The tournament--which starts July 2nd in Hamburg, Germany--uses FIBA international rules, which differ from high school rules in several aspects. Here are the four main ones the players will have to get used to:
Players will be running an offense with a 24-second shot clock. Most states in the U.S. do not use a shot clock in high school basketball. Even college basketball players, with a 30-second clock, have more time.
Perhaps more than any other quirk, this is the one that will take the most adjustment for the Team USA players.
"It really changes the game because you don't necessarily do things to speed up the game," USA U17 coach Don Showalter said. "It's already being sped up."Showalter and the USA Basketball staff will use the shot clock frequently during the USA Basketball Men's Developmental National Team training camp in San Antonio, which starts June 18. The key is to get players comfortable with the shot clock. It can be a mental hurdle to clear.
"Not knowing or not using a shot clock, it gets down to seven seconds and they start to panic," Showalter said, "when actually there's more than enough time."

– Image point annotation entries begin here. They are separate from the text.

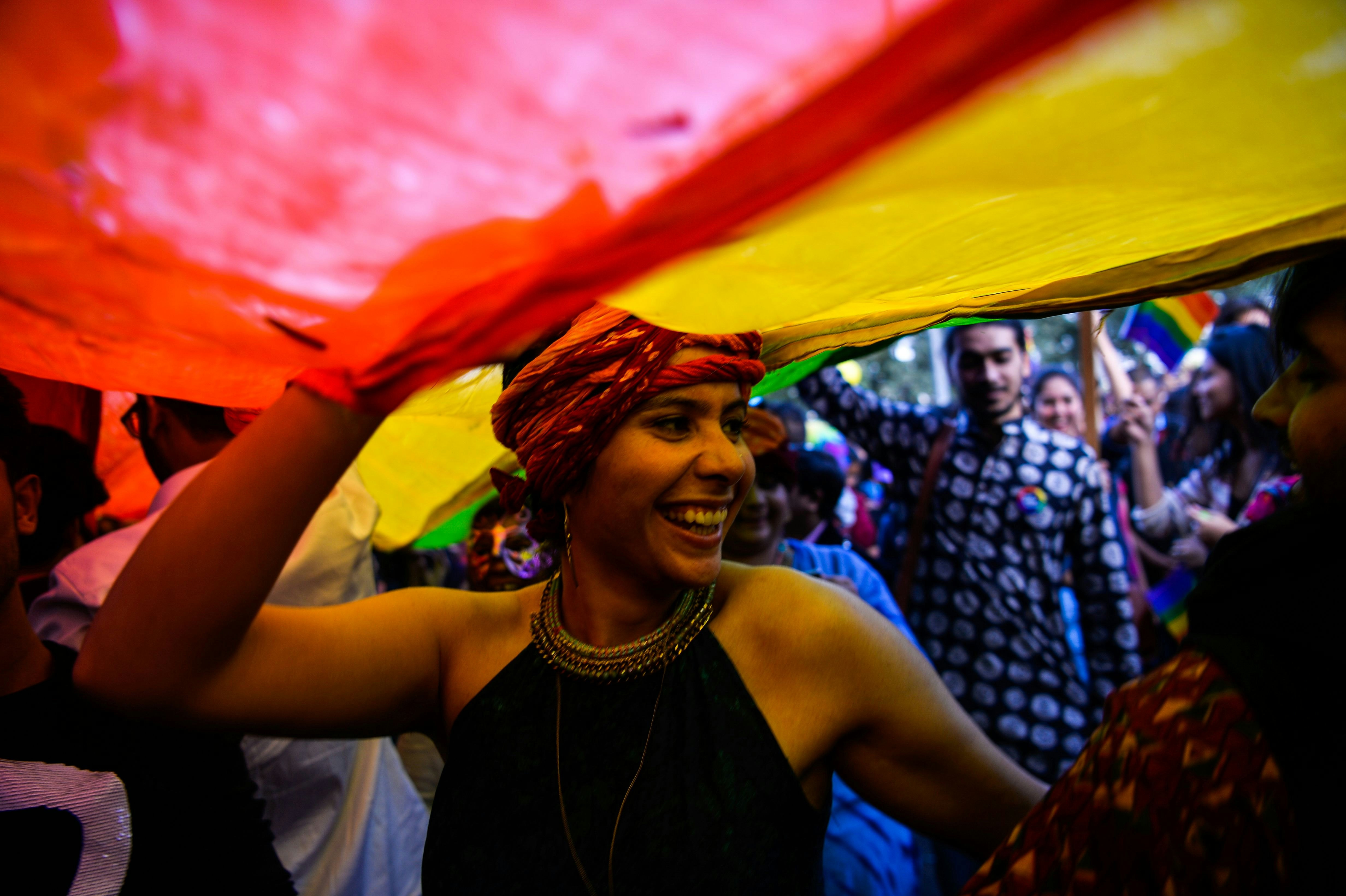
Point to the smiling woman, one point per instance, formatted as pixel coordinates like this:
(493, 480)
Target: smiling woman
(651, 720)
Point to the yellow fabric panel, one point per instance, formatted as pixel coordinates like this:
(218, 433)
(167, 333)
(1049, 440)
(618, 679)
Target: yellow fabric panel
(431, 457)
(1174, 147)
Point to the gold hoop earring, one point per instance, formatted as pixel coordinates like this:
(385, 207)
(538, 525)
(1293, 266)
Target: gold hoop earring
(570, 556)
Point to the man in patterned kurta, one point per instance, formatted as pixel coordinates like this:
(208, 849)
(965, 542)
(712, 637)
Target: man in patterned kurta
(1014, 508)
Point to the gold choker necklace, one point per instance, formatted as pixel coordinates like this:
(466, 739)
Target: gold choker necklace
(622, 662)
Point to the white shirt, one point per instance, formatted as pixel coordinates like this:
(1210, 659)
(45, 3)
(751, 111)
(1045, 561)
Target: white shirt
(348, 820)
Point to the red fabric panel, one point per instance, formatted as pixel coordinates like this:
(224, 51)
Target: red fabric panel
(250, 188)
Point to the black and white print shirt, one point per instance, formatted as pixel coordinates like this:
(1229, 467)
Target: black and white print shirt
(1010, 514)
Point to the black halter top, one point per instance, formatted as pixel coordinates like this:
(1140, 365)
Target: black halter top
(717, 809)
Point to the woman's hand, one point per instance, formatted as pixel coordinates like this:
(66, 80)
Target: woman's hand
(1138, 422)
(1190, 552)
(1212, 525)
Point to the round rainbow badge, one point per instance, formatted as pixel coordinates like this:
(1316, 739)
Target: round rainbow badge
(1032, 500)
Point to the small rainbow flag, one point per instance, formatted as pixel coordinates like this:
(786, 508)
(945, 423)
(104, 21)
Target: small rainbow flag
(1170, 328)
(1169, 600)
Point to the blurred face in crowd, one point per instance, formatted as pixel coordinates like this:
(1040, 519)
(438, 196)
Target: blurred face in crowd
(501, 555)
(762, 517)
(1216, 393)
(1058, 407)
(1153, 393)
(18, 517)
(1309, 404)
(1254, 318)
(990, 369)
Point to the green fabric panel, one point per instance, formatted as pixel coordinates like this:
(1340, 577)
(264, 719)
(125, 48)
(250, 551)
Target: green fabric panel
(458, 527)
(454, 529)
(791, 375)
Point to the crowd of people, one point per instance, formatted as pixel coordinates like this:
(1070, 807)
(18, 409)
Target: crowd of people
(694, 650)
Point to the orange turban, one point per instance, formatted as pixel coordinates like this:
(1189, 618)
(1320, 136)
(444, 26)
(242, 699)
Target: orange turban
(563, 408)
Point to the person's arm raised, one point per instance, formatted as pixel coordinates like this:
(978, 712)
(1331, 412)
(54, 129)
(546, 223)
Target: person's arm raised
(185, 634)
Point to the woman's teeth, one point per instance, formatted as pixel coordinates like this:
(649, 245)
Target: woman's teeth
(702, 523)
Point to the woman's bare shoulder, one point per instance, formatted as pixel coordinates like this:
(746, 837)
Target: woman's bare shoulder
(780, 609)
(470, 615)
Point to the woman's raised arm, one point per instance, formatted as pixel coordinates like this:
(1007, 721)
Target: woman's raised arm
(185, 634)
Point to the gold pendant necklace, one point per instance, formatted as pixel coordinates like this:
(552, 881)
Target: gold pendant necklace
(560, 792)
(567, 654)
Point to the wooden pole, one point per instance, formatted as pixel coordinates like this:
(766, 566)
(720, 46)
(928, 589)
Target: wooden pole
(1087, 379)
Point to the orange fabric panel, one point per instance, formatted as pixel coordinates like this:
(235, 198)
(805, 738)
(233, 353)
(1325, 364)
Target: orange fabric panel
(250, 189)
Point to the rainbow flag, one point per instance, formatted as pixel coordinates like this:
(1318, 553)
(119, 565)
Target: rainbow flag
(1170, 328)
(1169, 600)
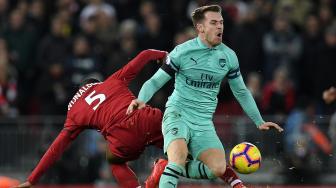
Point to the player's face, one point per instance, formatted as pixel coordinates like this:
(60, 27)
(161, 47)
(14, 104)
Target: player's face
(213, 28)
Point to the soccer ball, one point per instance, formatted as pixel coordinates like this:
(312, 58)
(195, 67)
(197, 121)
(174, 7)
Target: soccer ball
(245, 158)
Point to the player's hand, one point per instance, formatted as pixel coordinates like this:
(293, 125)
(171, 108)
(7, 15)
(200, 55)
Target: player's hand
(268, 125)
(329, 95)
(157, 55)
(26, 184)
(135, 104)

Point guards will have to speed up when getting the ball across the half-court line. Under international rules, a backcourt violation occurs after just eight seconds--a little bit faster than the 10 seconds high school players are afforded.
Coupled with the shot clock, the backcourt rule will force point guards to get the ball, get it up court and get the offense rolling at a pace they can't always control.
Around the Rim
Under FIBA international rules, players can touch the ball that's above the rim or in the cylinder, so long as it has already struck the rim. In American rules, it's considered goaltending.
That means that once a ball hits off the rim, it's fair game to be swatted away or grabbed by a defensive player. In American rules, an imaginary cylinder exists and nobody can touch the ball until it leaves that cylinder.
That could require a change of habit for Team USA's big men. They can play more aggressive defense.
Recently, FIBA changed its lanes from a trapezoid shape to the rectangular shape Americans are used to. However, that change won't take place until October, meaning the U17 World Championships will still have a trapezoid lane.
To their credit, several of the 19 players at the 17U camp played in the Americas 16U Championship last year. The United States won that tournament to earn the invitation to next month's 17U World Championship. Many of these players have already competed under the international umbrella.
But after a season of high school basketball, followed surely by a few summer tournaments, it will be an adjustment all over again for the best high school basketball players in the country.